We shall refer to the combined classifier as an ** *ensemble classifier* **. Implement the described dropout approach, and answer the following questions:
1. Apply the dropout procedure with $p = 0.5$ for different number of trees (say $2, 4, 8, 16, \ldots, 256$), and evaluate the training and test accuracy of the combined classifier. Does an increase in the number of trees improve the training and test performance? Explain your observations in terms of the bias-variance trade-off for the classifier.
- Fix the number of trees to 64 and apply the dropout procedure with different dropout rates $p = 0.1, 0.3, 0.5, 0.7, 0.9$. Based on your results, explain how the dropout rate influences the bias and variance of the combined classifier.
- Apply 5-fold cross-validation to choose the optimal combination of the dropout rate and number of trees. How does the test performance of an ensemble of trees fitted with the optimal dropout rate and number of trees compare with the single decision tree model in Question 1?
[hint: Training with large number of trees can take long time. You may need to restrict the max number of trees.]
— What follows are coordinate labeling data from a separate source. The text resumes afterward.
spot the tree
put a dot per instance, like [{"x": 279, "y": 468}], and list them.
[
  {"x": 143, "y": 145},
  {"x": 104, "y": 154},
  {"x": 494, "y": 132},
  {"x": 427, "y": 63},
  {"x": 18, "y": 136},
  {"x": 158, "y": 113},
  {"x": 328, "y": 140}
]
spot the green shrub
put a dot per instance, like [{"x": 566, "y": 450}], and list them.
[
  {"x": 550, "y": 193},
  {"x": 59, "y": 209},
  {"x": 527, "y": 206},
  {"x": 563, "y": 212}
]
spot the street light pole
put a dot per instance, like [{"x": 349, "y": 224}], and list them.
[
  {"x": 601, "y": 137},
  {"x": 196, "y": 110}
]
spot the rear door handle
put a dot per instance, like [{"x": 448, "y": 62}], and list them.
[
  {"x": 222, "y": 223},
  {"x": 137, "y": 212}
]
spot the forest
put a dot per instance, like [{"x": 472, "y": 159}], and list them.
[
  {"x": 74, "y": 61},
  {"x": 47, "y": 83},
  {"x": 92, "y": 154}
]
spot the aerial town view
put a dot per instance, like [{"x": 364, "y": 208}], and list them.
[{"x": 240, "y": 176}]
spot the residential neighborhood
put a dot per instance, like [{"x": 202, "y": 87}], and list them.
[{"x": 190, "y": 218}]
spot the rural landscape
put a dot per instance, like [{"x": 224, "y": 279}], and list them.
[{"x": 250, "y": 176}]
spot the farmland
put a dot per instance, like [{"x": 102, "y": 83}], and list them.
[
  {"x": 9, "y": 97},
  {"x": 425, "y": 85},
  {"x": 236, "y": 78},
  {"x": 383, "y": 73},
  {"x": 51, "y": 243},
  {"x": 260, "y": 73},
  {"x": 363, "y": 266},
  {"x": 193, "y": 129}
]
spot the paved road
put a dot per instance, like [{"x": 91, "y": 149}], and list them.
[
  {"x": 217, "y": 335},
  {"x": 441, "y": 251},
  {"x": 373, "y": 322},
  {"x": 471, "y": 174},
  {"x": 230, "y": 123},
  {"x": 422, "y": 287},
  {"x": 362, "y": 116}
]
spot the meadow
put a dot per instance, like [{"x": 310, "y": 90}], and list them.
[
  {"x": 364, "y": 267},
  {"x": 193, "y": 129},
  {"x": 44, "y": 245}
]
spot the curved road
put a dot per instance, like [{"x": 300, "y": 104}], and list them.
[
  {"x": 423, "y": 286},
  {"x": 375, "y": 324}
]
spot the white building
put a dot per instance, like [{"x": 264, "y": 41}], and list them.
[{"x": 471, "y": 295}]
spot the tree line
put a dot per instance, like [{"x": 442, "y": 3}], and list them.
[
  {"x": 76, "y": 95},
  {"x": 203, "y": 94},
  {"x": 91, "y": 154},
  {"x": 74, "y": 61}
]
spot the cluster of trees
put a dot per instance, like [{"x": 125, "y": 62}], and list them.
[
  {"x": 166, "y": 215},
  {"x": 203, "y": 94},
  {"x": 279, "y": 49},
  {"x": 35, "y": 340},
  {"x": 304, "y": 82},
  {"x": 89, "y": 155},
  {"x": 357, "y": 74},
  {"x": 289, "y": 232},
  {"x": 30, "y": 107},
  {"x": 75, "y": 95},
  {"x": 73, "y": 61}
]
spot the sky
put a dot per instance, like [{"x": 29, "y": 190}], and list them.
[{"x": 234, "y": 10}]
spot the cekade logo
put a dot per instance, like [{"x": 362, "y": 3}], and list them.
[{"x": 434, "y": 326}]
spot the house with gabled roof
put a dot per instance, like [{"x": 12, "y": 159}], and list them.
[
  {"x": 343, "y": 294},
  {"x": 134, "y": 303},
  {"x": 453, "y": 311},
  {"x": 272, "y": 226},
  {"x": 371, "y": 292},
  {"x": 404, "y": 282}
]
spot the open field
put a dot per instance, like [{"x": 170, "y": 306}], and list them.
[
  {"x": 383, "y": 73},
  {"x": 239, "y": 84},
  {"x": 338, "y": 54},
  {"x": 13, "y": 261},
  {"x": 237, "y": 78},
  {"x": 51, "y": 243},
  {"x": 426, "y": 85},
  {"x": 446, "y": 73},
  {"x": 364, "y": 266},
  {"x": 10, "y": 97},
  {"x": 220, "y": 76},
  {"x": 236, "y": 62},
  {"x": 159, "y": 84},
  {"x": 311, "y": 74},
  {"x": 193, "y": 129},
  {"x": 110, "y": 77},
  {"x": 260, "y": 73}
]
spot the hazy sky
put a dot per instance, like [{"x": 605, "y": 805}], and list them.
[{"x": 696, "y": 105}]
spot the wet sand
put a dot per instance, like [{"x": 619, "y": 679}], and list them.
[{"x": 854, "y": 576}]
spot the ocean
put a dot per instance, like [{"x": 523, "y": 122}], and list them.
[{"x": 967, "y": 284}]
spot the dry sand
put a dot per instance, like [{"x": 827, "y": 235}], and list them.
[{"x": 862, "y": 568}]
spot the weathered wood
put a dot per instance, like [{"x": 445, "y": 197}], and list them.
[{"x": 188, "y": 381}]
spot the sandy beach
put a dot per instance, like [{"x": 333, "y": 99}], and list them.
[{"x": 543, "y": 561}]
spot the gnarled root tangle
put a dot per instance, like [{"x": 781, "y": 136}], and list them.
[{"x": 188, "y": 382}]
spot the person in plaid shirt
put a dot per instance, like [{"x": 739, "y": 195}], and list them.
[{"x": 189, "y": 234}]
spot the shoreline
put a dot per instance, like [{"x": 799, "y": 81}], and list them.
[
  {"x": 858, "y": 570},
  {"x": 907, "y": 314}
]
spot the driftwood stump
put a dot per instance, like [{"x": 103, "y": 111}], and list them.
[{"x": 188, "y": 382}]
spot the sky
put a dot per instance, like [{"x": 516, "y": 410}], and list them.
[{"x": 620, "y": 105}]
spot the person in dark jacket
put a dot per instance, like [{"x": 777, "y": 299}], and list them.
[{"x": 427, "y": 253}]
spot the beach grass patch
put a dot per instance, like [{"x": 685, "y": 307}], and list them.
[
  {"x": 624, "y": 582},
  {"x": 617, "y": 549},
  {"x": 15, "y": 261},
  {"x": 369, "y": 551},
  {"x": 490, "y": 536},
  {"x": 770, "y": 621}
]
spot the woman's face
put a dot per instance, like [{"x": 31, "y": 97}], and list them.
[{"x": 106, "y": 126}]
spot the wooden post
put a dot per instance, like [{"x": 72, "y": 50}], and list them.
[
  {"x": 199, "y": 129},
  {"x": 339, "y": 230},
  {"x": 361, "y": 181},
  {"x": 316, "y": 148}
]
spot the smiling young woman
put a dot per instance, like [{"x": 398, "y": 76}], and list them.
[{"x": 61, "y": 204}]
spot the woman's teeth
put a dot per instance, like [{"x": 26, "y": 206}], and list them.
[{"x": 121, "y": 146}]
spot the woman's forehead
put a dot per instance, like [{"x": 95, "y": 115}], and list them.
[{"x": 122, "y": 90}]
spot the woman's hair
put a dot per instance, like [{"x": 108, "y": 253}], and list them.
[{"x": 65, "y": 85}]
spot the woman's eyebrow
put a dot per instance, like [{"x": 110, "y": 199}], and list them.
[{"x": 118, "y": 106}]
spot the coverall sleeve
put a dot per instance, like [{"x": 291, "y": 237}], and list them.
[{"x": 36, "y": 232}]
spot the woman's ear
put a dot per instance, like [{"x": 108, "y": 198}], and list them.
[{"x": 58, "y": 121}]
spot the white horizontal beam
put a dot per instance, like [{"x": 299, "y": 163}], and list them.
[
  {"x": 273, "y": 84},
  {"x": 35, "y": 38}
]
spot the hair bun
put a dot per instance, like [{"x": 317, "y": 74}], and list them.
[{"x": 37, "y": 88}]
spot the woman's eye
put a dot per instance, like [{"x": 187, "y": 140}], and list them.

## Question 3 (15pt): Random Forests

We now move to a more sophisticated ensemble technique, namely random forest:
1. How does a random forest approach differ from the dropout procedure described in Question 2? 
 
- Fit random forest models to the training set for different number of trees (say $2, 4, 8, 16, \ldots, 256$), and evaluate the training and test accuracies of the models. You may set the number of predictors for each tree in the random forest model to $\sqrt{p}$, where $p$ is the total number of predictors. 

- Based on your results, do you find that a larger number of trees necessarily improves the test accuracy of a random forest model? Explain how the number of trees effects the training and test accuracy of a random forest classifier, and how this relates to the bias-variance trade-off for the classifier. 
  
- Fixing the number of trees to a reasonable value, apply 5-fold cross-validation to choose the optimal value for the  number of predictors. How does the test performance of random forest model fitted with the optimal number of trees compare with the dropout approach in Question 2?  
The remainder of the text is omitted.